Speaking to reporters, HHS Office of Civil Rights Director Roger Severino said conscience-related complaints have increased from an average of 1.25 a year under the Obama administration to 343 in the last fiscal year.
The rule expands the powers of the civil rights office — requiring health-care entities to maintain records and report and cooperate with OCR requests. These new mechanisms, Severino said, will ensure “Congress’ protections are not just empty words on paper.”
Health-care providers and civil rights groups, however, expressed worry the rule could compromise patients’ well-being in ways large and small. On page 80, for instance, HHS appears to allow for the possibility that ambulance drivers, or EMT personnel, could refuse care in certain situations.
“It appears that a paramedic could refuse to drive a woman having an emergency – such as an ectopic pregnancy – because they object to the treatment she will receive at the hospital,” Heather Shumaker, senior counsel at the National Women’s Law Center.
Others feared the rule would be used as cover for discrimination.
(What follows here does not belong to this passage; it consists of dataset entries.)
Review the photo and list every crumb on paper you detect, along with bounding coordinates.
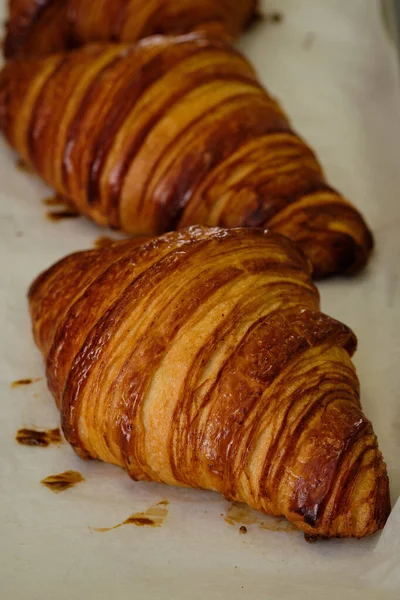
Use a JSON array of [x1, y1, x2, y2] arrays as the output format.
[[264, 10, 284, 24], [89, 500, 169, 533], [46, 208, 81, 222], [301, 31, 317, 50], [40, 471, 85, 494], [11, 377, 42, 388], [15, 427, 62, 448]]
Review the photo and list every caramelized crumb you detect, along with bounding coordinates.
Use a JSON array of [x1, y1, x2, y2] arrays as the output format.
[[264, 11, 283, 24], [46, 208, 80, 222], [225, 502, 298, 533], [11, 377, 41, 388], [91, 500, 169, 533], [15, 427, 62, 448], [40, 471, 84, 493]]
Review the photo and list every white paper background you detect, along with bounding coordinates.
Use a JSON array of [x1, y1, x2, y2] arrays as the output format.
[[0, 0, 400, 600]]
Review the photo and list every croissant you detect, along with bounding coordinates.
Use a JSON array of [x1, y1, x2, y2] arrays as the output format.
[[4, 0, 258, 58], [0, 34, 372, 277], [29, 226, 390, 538]]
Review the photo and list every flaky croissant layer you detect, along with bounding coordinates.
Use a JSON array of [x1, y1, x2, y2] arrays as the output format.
[[29, 227, 390, 537], [4, 0, 257, 58], [0, 35, 372, 277]]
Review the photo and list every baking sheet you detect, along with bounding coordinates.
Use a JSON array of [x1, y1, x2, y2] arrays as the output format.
[[0, 0, 400, 600]]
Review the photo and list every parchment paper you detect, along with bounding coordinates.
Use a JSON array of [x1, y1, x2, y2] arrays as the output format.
[[0, 0, 400, 600]]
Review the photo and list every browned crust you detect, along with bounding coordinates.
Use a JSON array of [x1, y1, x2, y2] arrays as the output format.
[[0, 34, 373, 277], [4, 0, 258, 59], [29, 227, 390, 537]]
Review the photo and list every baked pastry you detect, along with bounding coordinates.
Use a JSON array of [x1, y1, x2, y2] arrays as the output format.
[[0, 35, 372, 277], [29, 227, 390, 538], [4, 0, 257, 58]]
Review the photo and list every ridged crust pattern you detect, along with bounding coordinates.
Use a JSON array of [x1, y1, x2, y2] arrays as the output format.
[[0, 34, 372, 277], [4, 0, 257, 58], [29, 227, 390, 537]]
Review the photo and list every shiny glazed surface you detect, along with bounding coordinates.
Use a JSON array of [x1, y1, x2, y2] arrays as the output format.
[[29, 227, 390, 537], [4, 0, 257, 58], [0, 34, 373, 277]]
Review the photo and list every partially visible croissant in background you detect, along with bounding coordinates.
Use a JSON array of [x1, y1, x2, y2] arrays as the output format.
[[4, 0, 257, 58], [0, 34, 372, 277], [29, 227, 390, 537]]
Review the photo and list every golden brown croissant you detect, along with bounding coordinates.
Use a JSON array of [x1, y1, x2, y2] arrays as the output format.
[[0, 34, 372, 277], [29, 227, 390, 537], [4, 0, 257, 58]]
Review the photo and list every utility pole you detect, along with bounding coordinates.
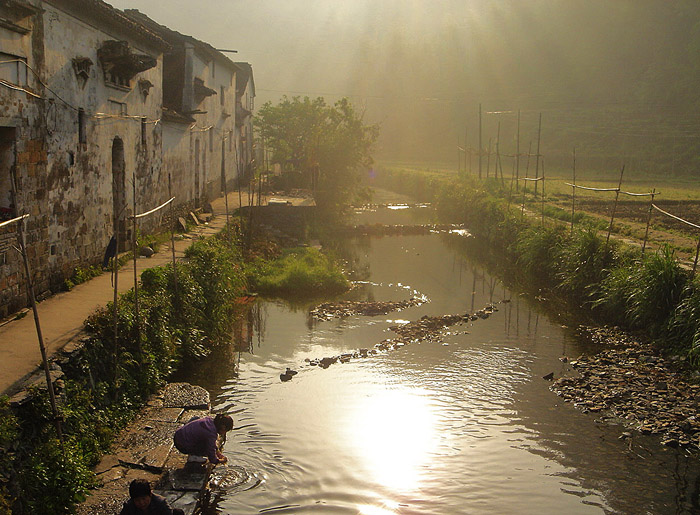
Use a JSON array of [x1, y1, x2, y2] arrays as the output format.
[[479, 104, 482, 180]]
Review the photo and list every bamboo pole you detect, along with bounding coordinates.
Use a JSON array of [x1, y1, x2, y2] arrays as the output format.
[[486, 138, 493, 179], [535, 113, 542, 197], [464, 125, 469, 175], [605, 164, 625, 245], [479, 103, 483, 180], [642, 188, 656, 255], [515, 109, 520, 193], [523, 141, 532, 191], [112, 210, 121, 398], [221, 136, 232, 245], [693, 238, 700, 276], [10, 172, 63, 448], [168, 174, 179, 301], [571, 147, 576, 234], [495, 120, 506, 188], [542, 158, 545, 227], [131, 172, 143, 363], [457, 134, 462, 175]]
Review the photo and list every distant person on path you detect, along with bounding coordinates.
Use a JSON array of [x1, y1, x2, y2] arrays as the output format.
[[120, 479, 185, 515], [173, 414, 233, 465]]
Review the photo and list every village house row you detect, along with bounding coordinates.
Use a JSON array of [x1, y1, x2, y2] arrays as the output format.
[[0, 0, 255, 318]]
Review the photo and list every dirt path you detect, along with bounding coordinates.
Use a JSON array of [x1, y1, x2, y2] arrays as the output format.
[[0, 191, 296, 395]]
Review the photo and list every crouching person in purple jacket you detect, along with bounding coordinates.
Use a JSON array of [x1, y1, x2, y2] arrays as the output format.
[[174, 414, 233, 465]]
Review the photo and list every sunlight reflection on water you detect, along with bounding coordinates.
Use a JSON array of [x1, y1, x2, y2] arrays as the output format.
[[346, 387, 438, 493]]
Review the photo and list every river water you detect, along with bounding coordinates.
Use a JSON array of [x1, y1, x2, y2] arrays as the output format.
[[188, 192, 700, 515]]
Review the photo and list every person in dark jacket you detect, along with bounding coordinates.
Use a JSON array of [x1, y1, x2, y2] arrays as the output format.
[[173, 413, 233, 465], [120, 479, 185, 515]]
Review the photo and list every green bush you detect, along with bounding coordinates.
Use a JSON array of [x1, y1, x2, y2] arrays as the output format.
[[249, 247, 350, 297]]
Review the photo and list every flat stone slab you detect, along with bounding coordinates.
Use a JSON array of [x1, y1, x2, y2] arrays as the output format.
[[94, 454, 120, 475], [163, 383, 209, 410], [76, 468, 159, 515], [143, 407, 185, 422], [116, 421, 180, 471], [155, 490, 199, 515], [179, 409, 211, 424]]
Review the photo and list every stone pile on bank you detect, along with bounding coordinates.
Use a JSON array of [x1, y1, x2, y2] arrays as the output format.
[[290, 304, 497, 374], [552, 329, 700, 447]]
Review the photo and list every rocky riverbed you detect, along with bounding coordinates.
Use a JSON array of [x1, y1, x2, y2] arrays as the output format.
[[309, 297, 427, 320], [552, 328, 700, 448], [280, 303, 497, 381]]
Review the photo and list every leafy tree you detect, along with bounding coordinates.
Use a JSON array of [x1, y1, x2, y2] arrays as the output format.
[[255, 96, 379, 209]]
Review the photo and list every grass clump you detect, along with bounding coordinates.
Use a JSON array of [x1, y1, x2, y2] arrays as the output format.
[[248, 247, 350, 297]]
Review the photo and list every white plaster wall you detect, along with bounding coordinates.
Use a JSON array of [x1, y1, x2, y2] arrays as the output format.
[[43, 4, 167, 272]]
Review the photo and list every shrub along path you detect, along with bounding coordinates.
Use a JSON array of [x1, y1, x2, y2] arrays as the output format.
[[0, 191, 292, 395]]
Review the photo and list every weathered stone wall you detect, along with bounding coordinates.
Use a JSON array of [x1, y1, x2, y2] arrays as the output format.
[[44, 4, 167, 274], [0, 2, 49, 317]]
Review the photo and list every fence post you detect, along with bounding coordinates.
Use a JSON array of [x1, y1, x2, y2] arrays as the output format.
[[131, 177, 143, 363], [571, 147, 576, 234], [10, 167, 63, 447], [605, 164, 625, 245], [112, 210, 121, 398], [515, 109, 520, 193], [642, 188, 656, 255], [168, 174, 178, 301], [486, 138, 493, 179], [479, 104, 483, 180], [535, 113, 542, 197]]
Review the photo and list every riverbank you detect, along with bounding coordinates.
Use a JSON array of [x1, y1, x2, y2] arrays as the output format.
[[0, 190, 340, 514], [374, 169, 700, 448], [75, 383, 212, 515], [551, 327, 700, 448]]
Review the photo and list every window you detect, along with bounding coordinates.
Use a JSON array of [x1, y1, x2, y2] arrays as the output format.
[[78, 107, 87, 145], [0, 52, 27, 86], [107, 98, 127, 116], [141, 117, 146, 146]]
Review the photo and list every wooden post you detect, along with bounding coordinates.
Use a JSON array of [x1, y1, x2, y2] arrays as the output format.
[[495, 120, 506, 188], [693, 238, 700, 276], [535, 113, 542, 197], [457, 134, 462, 175], [168, 173, 178, 301], [464, 125, 468, 175], [131, 177, 143, 363], [479, 104, 483, 180], [112, 205, 121, 392], [642, 188, 656, 255], [515, 109, 520, 193], [523, 141, 532, 195], [486, 138, 493, 179], [571, 147, 576, 234], [605, 164, 625, 245], [221, 136, 230, 245], [542, 158, 544, 227], [10, 172, 63, 447]]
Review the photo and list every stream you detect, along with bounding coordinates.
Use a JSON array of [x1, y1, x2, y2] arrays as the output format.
[[186, 190, 700, 515]]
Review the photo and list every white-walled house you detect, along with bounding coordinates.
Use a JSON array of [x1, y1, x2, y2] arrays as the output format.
[[125, 9, 245, 207], [0, 0, 168, 316]]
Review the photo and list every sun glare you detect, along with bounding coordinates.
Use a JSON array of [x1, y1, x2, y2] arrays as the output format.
[[348, 388, 437, 492]]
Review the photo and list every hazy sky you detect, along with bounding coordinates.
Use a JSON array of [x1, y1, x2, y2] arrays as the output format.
[[105, 0, 692, 164]]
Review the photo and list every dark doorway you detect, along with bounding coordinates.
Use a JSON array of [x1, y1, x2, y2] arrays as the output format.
[[112, 136, 127, 250], [194, 139, 199, 207], [0, 127, 17, 221]]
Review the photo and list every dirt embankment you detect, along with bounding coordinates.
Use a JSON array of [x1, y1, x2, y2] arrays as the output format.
[[552, 328, 700, 448]]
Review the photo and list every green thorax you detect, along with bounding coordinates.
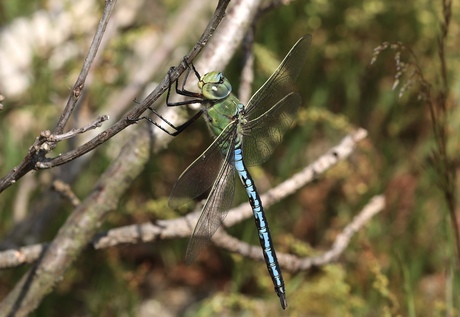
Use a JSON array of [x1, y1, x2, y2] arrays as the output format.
[[198, 71, 243, 136]]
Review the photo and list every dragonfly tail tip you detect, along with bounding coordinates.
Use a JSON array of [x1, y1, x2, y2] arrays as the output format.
[[278, 293, 287, 309]]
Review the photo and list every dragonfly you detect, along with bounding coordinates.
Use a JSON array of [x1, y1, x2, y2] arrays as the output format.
[[139, 34, 311, 309]]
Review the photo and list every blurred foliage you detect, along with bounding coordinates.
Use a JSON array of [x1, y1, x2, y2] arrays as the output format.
[[0, 0, 460, 316]]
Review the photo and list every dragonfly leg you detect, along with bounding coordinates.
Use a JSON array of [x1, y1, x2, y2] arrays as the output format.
[[128, 60, 208, 136]]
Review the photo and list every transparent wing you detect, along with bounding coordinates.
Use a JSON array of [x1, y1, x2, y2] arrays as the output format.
[[243, 93, 302, 166], [168, 124, 236, 209], [169, 122, 236, 264], [246, 34, 311, 120], [185, 144, 235, 265]]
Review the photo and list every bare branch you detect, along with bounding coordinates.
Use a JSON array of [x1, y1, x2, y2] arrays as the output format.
[[0, 0, 229, 192], [212, 195, 385, 273], [40, 115, 109, 142], [53, 180, 80, 207], [0, 127, 150, 316], [0, 129, 366, 268]]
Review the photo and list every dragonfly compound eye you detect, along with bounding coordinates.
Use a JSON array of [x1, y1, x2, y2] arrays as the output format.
[[199, 72, 232, 100]]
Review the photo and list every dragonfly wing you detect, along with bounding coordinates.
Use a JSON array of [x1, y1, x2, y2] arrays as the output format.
[[168, 124, 236, 209], [185, 148, 235, 265], [243, 93, 302, 166], [246, 34, 311, 120]]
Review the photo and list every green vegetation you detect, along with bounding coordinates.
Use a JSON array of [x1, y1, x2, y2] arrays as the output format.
[[0, 0, 460, 317]]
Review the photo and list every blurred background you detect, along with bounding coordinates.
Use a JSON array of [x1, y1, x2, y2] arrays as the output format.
[[0, 0, 460, 316]]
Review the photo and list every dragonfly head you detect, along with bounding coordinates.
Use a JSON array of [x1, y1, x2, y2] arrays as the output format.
[[198, 72, 232, 100]]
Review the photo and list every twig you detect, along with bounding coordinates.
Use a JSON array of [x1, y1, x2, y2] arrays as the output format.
[[0, 0, 117, 193], [0, 129, 366, 268], [212, 196, 385, 273], [0, 127, 150, 317], [53, 180, 80, 207], [0, 0, 230, 192], [39, 115, 109, 142], [238, 27, 254, 105]]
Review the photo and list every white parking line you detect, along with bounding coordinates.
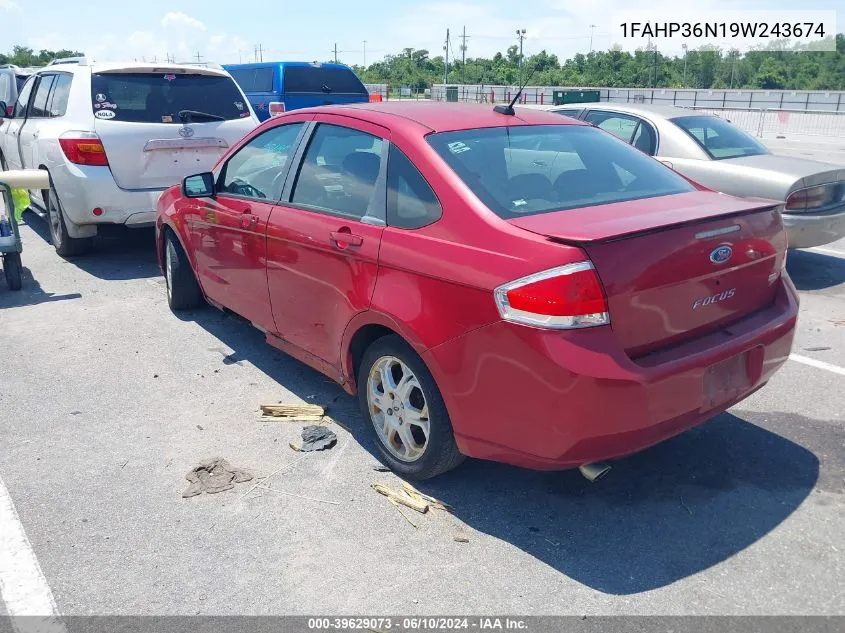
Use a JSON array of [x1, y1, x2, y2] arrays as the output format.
[[0, 478, 66, 633], [789, 354, 845, 376], [806, 246, 845, 257]]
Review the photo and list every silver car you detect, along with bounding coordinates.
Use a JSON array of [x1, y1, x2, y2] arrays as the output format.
[[0, 58, 258, 256], [522, 102, 845, 248]]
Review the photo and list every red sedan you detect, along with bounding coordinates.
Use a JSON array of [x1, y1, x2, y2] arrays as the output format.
[[157, 102, 798, 479]]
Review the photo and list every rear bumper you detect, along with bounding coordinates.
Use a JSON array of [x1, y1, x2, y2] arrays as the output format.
[[783, 205, 845, 248], [50, 165, 164, 226], [424, 277, 798, 470]]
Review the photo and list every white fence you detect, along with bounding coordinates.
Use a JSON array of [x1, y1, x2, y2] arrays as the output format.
[[431, 84, 845, 112], [694, 107, 845, 138]]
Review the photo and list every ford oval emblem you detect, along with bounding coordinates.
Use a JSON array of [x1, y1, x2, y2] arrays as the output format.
[[710, 244, 734, 264]]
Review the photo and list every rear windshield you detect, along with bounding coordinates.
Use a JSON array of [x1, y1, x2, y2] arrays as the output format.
[[428, 125, 695, 219], [284, 66, 367, 95], [229, 68, 273, 92], [672, 115, 769, 160], [91, 73, 249, 123]]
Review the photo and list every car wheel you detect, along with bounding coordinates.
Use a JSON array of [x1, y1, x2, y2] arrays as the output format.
[[3, 253, 23, 290], [358, 335, 464, 479], [46, 187, 94, 257], [164, 231, 202, 312]]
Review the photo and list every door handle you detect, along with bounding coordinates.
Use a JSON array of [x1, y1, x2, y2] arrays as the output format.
[[329, 229, 364, 248], [241, 209, 258, 229]]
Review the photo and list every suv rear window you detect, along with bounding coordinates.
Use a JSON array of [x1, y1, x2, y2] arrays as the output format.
[[428, 125, 695, 219], [284, 66, 368, 95], [229, 68, 273, 92], [91, 73, 249, 123]]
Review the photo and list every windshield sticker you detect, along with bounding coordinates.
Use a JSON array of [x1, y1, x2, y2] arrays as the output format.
[[448, 141, 472, 154]]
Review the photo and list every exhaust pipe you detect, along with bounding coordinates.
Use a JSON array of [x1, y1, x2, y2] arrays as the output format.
[[578, 462, 611, 482]]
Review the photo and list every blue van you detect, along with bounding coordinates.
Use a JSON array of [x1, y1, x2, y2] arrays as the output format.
[[223, 62, 370, 121]]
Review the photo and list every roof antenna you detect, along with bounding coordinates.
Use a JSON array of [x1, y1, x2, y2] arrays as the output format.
[[493, 62, 540, 116]]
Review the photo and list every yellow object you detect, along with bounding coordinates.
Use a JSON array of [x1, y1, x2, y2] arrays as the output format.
[[12, 189, 30, 220]]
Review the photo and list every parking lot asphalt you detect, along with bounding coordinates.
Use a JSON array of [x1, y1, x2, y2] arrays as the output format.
[[0, 213, 845, 615]]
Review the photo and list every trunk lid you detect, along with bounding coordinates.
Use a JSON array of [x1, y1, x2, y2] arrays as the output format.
[[510, 191, 786, 358], [94, 117, 258, 189], [91, 69, 258, 189]]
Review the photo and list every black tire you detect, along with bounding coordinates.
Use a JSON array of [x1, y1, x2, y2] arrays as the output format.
[[46, 187, 94, 257], [163, 229, 202, 312], [358, 334, 465, 480], [3, 253, 23, 290]]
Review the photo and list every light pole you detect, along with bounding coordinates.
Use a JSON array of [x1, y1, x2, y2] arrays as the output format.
[[516, 29, 525, 69]]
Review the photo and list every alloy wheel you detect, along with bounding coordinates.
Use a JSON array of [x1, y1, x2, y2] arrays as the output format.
[[366, 356, 431, 462]]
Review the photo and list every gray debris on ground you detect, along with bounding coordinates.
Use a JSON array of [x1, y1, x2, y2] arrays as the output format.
[[299, 424, 337, 451], [182, 457, 252, 499]]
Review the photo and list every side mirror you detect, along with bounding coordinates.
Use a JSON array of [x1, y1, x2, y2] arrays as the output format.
[[182, 171, 215, 198]]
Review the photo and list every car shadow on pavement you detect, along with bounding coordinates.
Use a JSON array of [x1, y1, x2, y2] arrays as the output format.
[[418, 413, 824, 595], [24, 211, 161, 281], [786, 250, 845, 290], [0, 266, 82, 310], [176, 308, 816, 595]]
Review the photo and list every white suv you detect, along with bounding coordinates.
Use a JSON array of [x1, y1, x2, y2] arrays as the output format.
[[0, 59, 258, 255]]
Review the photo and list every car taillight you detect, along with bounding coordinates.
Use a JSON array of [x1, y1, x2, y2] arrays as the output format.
[[59, 132, 109, 167], [494, 262, 610, 330], [267, 101, 285, 116], [785, 184, 836, 211]]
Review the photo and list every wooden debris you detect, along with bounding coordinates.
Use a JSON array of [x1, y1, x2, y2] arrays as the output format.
[[402, 481, 452, 512], [387, 497, 419, 530], [370, 484, 429, 514], [261, 404, 326, 422]]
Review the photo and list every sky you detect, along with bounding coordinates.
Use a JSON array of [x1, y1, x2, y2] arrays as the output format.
[[0, 0, 845, 64]]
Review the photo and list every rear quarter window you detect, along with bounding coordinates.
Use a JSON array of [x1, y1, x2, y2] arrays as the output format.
[[229, 68, 273, 92], [91, 73, 249, 123], [427, 125, 694, 219], [283, 66, 368, 95]]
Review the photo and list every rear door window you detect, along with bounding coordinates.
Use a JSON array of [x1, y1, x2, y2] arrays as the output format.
[[291, 123, 384, 220], [29, 75, 56, 118], [284, 66, 368, 95], [14, 77, 37, 118], [47, 73, 73, 117], [91, 73, 249, 123], [218, 123, 305, 201], [672, 115, 769, 160], [584, 110, 638, 143], [229, 68, 273, 92]]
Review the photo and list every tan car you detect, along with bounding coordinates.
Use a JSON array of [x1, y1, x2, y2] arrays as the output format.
[[522, 102, 845, 248]]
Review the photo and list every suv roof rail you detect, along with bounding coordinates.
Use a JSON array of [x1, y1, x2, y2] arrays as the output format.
[[47, 57, 88, 66]]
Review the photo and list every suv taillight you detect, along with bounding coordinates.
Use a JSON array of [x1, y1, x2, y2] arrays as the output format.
[[494, 262, 610, 330], [59, 132, 109, 167], [267, 101, 285, 116]]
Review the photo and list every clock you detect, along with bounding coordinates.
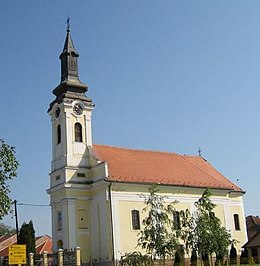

“The administration’s decision puts LGBTQ people at greater risk of being denied necessary and appropriate health care solely based on their sexual orientation or gender identity,” said David Stacy, government affairs director for Human Rights Campaign, the nation’s largest LGBTQ advocacy group.
Social conservatives said that the rule was needed at a time when many health care workers feel intimidated about standing up for what they believe is right.
“There are over 20 federal laws protecting against this, and many more at the state level,” tweeted Montse Alvarado, executive director of the Becket Fund for Religious Liberty. “But these laws often go unenforced. So today’s regulation makes clear that HHS can enforce them—mainly by showing violators how to improve, but also by cutting off federal funds for those who refuse to follow the law.”
“Though these laws were passed on a bipartisan basis and have been policy for years, the previous administration did not fully enforce them, and now they are increasingly being violated,” said Archbishops Joseph F. Naumann of Kansas City, Kans. and Joseph E. Kurtz of Louisville, both chairmen of the U.S. Conference of Catholic Bishops. “Health care providers like New York nurse Cathy DeCarlo and medical trainees have been coerced into participating in the brutal act of abortion against their core beliefs, while churches and others who oppose abortion are being compelled by states like California to cover elective abortion—including late-term abortion—in their health plans.”
Under President Barack Obama, HHS replaced a rule passed during the administration of George W. Bush that was interpreted as allowing medical workers to opt out of a broad range of medical services. Obama’s narrower version left in place long-standing federal protections for workers who object to performing abortions or sterilizations, and it kept the ability for workers to file complaints.
Correction: An earlier version of this article included the wrong number of years the National Day of Prayer has been observed. It was signed into law in 1952.